I am not going on the July World Race. In this situation, I think it’s important to begin with the end because that’s where life can be found. If you would have told me beforehand that this would be the result of training camp I would probably have cried, laughed or, most likely, made a contingency plan. Now I am able to write these words with a mixture of relief and expectation—and a little shame. It’s hard to realize you don’t have to together. Yet, this isn’t a terrible place to be. God showed me over the course of ten days—through a bum knee and a group of people willing to tell me like it is—that I have been living and acting out of my own powers… and failing pretty grandly at it. This is not said out of condemnation, because the simple truth is that I was not created to live this way! My worth must be found solely in God. My heart must be made flesh and begin feeling, beating, and loving again. That is what God has spoken to me and that is what the next season of my life is about.

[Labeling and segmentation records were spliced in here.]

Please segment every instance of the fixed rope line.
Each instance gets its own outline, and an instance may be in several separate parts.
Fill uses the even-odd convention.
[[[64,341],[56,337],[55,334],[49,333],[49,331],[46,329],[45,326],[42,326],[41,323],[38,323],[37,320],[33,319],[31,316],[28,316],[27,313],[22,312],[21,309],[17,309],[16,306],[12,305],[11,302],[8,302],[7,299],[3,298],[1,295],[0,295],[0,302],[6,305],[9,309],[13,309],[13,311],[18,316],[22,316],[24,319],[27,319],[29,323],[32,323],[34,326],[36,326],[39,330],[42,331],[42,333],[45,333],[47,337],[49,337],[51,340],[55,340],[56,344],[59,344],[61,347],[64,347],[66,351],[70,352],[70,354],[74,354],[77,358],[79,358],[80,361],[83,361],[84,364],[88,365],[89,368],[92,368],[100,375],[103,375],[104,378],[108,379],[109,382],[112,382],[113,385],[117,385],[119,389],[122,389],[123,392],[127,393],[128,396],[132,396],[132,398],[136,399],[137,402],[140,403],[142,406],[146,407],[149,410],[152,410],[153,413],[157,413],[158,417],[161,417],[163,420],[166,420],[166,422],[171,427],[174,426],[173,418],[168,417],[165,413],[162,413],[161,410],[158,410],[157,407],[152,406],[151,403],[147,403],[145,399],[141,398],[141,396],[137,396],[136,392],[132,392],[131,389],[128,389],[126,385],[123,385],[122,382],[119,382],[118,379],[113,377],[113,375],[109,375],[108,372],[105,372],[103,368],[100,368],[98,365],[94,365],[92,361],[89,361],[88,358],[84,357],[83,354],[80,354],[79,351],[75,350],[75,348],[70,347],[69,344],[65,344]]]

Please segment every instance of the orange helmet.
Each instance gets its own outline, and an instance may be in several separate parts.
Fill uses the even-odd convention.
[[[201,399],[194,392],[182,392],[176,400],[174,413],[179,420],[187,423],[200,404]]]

So what am I doing and where am I going now? Home. I am returning to the place and people I have been running from the last three years. I am not working a job, but instead serving my mother, father, and sisters. I am surrendering my identity, ambition, pride, reputation, and the Race—all to God. He has asked me, “Am I enough? If I created you to simply sit at my feet and worship Me, could you be satisfied? No family. No possessions. No greatness. Just Me. Am I enough?” So I say yes, praying everyday I can make choices that give that answer meaning. I say yes, feeling like I just jumped off a huge cliff and I don’t know yet if I am falling or flying. I say yes, praying I can become a Mary, because I have been a Martha for awhile now, and I really need some rest.